Motivation
After the round tables at EuroLLVM 2025, we had a chat with @Xazax-hun about implementing a prototype for the sumamry based approach, and seeing how it affects the quality of the bug reports, first, in the Clang Static Analyzer.
Implementation Details
I imagine a similar implementation that we see with the compilation database. Instead of the build system emitting a compile_commands.json
file though, we add a new flag to the compiler, e.g.: -emit-summary
and let the compiler create a <source-file>-summary.json
file.
The various clang tools could then consume this similar to how the compile_commands.json
is consumed. Except, instead of accepting only one summary, the tools could take multiple ones, that will get merged upon processing.
The Map Phase
During the round tables, a MapReduce like infrastructure was proposed.

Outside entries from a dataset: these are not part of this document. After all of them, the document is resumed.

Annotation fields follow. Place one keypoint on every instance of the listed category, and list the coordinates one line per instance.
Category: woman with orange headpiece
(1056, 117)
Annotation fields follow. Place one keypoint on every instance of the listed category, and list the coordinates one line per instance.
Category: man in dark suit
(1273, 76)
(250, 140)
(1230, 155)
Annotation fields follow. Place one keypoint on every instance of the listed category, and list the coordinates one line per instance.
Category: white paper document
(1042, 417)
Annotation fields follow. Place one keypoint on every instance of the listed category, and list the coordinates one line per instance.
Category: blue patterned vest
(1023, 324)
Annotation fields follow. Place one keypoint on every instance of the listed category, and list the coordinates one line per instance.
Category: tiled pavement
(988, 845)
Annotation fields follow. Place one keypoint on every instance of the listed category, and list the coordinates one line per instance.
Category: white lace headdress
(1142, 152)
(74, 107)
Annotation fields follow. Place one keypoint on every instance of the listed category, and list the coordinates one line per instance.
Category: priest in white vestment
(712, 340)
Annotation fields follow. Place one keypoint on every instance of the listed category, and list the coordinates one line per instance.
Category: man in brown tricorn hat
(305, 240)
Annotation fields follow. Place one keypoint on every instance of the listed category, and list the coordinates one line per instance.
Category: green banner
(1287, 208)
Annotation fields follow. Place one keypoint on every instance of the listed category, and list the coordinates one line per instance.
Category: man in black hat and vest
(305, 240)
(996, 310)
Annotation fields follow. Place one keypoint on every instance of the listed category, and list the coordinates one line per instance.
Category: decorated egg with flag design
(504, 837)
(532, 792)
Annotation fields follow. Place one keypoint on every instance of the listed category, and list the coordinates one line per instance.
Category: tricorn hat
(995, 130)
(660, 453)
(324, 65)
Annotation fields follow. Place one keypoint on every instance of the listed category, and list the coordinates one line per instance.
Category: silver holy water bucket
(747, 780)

At first glance, I would imagine the Map part to happen inside Sema
as a FunctionDecl
is processed.
We would have a class, e.g.: Summarizer
that runs a series of analysis passes on the function, after it has been resolved by Sema
and it’s body is known. The result is immediately appended to the <source-file>-summary.json
file. This way, by the time clang
finished processing the AST, we will also have the summary if it was requested.
The Summary
JSON seems to be a convenient format for the summaries, as in the LLVM project, we can already work with it. IIUC, we need to store at least 3 things about a function. It’s unique identifier, a set of attributes we could infer, and the other functions it calls.
Take the following snippet as an example, and assume we want to figure out if the function writes to global variables or not.
void a() {
int x = 0;
b();
}
The function a()
doesn’t write to global variables if it doesn’t contain a direct write to a global variable and b()
doesn’t write to global variables either. On the other hand b()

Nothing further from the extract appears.